Dat we zoveel vergeten, komt niet doordat het 'databestand' in onze hersenen aftakelt, maar doordat ook bij geestelijk gezonde mensen - over dementie gaat het hier niet - het 'zoekproces' gaat falen: herinneringen kunnen niet meer worden teruggevonden omdat er steeds nieuwe herinneringen bijkomen. Maar dat geldt nu juist niét voor de herinnering aan traumatische gebeurtenissen. Die worden heel goed onthouden, is uit onderzoek gebleken. Kinderen bijvoorbeeld die getuige waren van moord op hun ouders, blijken niet in staat die gebeurtenis uit hun geheugen te bannen. De problemen van getraumatiseerde kinderen worden niet veroorzaakt door verdringing, door een compleet vergeten van wat hun is overkomen, maar door de scherpte van hun herinneringen aan het drama.
Verdringing van seksueel misbruik, dat wil zeggen het 'parkeren' van een herinnering op een niet voor het bewustzijn toegankelijk terrein, bestaat niet. En datzelfde geldt in deze redenering voor 'dissociatie', waarbij een deel van iemands persoonlijkheid zich afsplitst en er 'alters' ontstaan die elk een 'eigen autobiografische boekhouding' vormen: het meervoudig-persoonlijkheidssyndroom (MPS) dus.
Zowel verdringing als dissociatie en MPS zouden worden toegepast als overlevingsstrategieën: het slachtoffer kan de werkelijkheid niet aan en neemt zijn toevlucht tot een afweermechanisme. In zo'n zich in het onderbewustzijn afspelende strategie geloven de auteurs niet.
Velen hechten wèl geloof aan deze theorie, en ook aan de heilzame werking van het boven water halen van die verdrongen herinneringen. Meestal wordt daarbij hypnose toegepast, de 'koninklijke weg' naar verdrongen of gedissocieerde herinneringen, aldus de ironische karakterisering van Crombag en Merckelbach. Zulke herinneringen zouden de meest gruwelijke vormen kunnen aannemen, zoals satanische rituelen waarbij baby's worden vermoord en gekannibaliseerd, of ontvoering door kwaadaardige buitenaardse wezens. Maar waar, vragen de auteurs zich af, zijn de sporen van die rituelen, waar zijn de lijken? Ook een werkgroep die in opdracht van het ministerie van justitie een en ander onderzocht, kwam niet tot een bevredigend antwoord op die toch niet onlogische vraag.
Als Crombag en Merckelbach gelijk hebben, wordt duidelijk hoe gevaarlijk een al te groot geloof aan hervonden herinneringen en daaruit eventueel voortvloeiende beschuldigingen kan zijn. Welke waarde moet een rechter hechten aan verklaringen over misdrijven die pas na jaren opduiken en over het waarheidsgehalte waarvan getuigen-deskundigen het niet met elkaar eens zijn? Waar komen die 'herinneringen' vandaan? Bestaan ze uitsluitend in de verbeelding van de patiënt, worden ze hem of haar aangepraat door anderen, bijvoorbeeld de behandelend therapeut?
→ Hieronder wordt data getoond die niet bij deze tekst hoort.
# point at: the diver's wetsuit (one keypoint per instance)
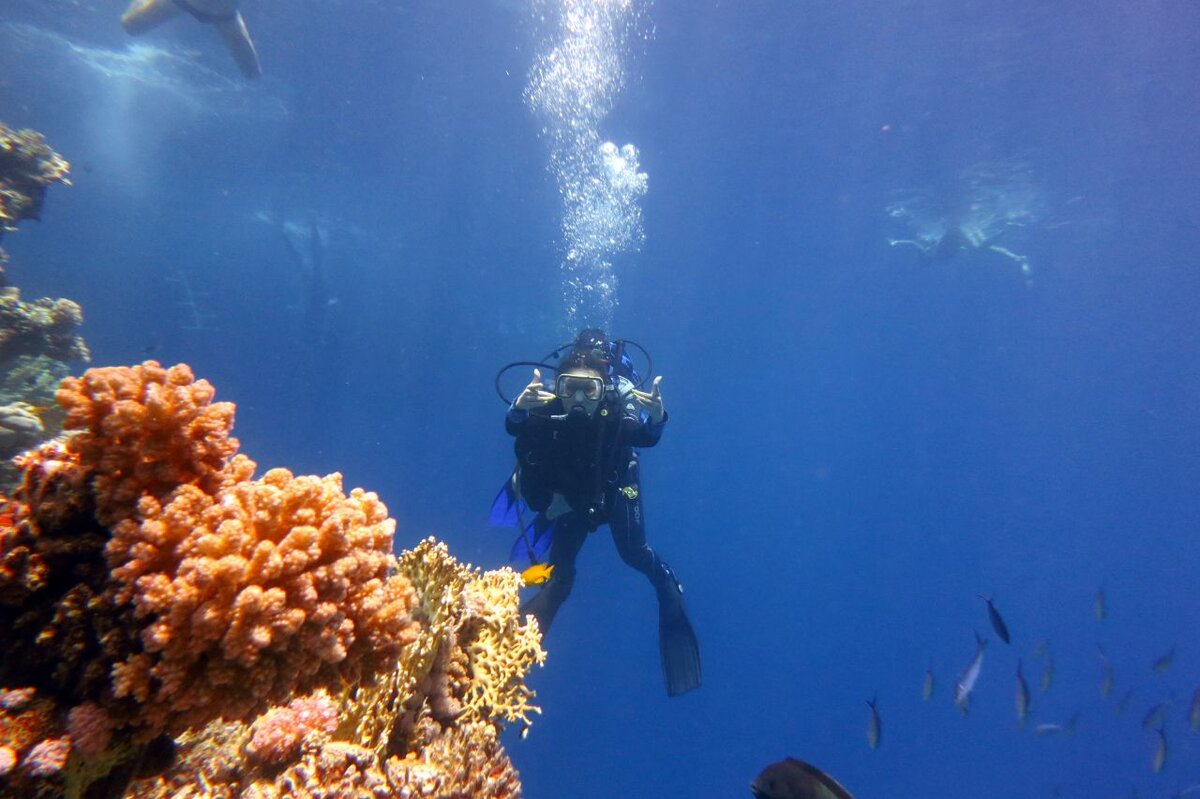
(592, 463)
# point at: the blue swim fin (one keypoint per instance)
(533, 544)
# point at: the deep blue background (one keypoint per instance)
(862, 442)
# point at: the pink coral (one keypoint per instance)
(7, 760)
(16, 698)
(47, 757)
(268, 588)
(280, 732)
(90, 728)
(147, 430)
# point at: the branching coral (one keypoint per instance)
(468, 662)
(27, 167)
(45, 326)
(149, 584)
(270, 588)
(145, 431)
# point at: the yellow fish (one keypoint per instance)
(537, 574)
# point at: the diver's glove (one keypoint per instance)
(534, 395)
(652, 401)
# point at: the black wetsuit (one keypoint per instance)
(592, 463)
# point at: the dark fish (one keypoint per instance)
(1122, 703)
(997, 622)
(1023, 695)
(1108, 679)
(1156, 715)
(970, 676)
(792, 779)
(1165, 661)
(1048, 674)
(874, 726)
(1159, 762)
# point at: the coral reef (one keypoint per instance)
(174, 628)
(40, 328)
(27, 167)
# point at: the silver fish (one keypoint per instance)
(1023, 695)
(970, 676)
(874, 726)
(1159, 762)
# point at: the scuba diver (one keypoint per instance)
(222, 14)
(577, 469)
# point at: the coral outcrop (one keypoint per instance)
(174, 628)
(27, 167)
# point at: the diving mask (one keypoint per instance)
(568, 385)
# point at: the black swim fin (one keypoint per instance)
(677, 641)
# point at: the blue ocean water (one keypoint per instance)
(863, 439)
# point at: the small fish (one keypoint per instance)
(997, 622)
(538, 574)
(874, 725)
(792, 779)
(1023, 695)
(1048, 674)
(1156, 715)
(1108, 679)
(970, 676)
(1122, 704)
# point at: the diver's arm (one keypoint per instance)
(533, 396)
(642, 432)
(515, 420)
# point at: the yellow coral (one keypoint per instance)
(477, 614)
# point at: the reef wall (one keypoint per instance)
(173, 626)
(39, 340)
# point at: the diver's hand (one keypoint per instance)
(652, 401)
(534, 395)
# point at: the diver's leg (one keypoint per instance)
(567, 539)
(144, 14)
(677, 638)
(240, 46)
(1024, 262)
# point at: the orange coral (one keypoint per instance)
(147, 430)
(269, 588)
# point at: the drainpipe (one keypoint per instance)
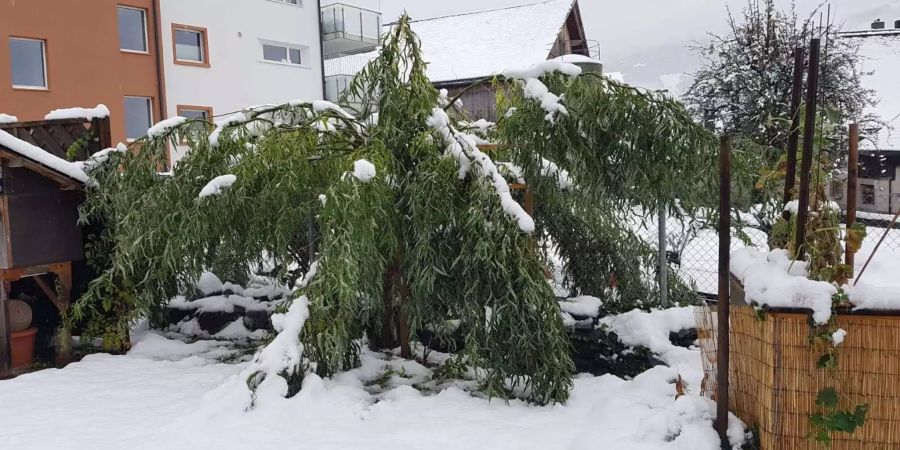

Dat laatste lijkt, afgaande op dit boek, het geval te zijn. De auteurs stellen vast dat het geheugen onder hypnose vatbaarder wordt voor misleiding. Mensen die in psychotherapie gaan, zijn bovendien meestal onzeker en daarmee gevoelig voor suggesties die een therapeut, een autoriteit immers, aanreikt. Crombag en Merckelbach vermoeden dat met name het MPS-syndroom niet door de behandelaars wordt ontdekt, maar door hen veroorzaakt wordt. De bedoelingen van MPS-therapeuten zijn, menen zij, honorabel, de effecten van hun therapie daarentegen 'wellicht desastreus'.
De auteurs verwachten dat hun boek tegenspraak zal oproepen. Daar hebben ze niets op tegen, als het maar kritiek is die even goed met de resultaten van empirisch onderzoek is gedocumenteerd als hun boek. Aan slecht onderbouwde kritiek zullen zij 'zwijgend' voorbijgaan.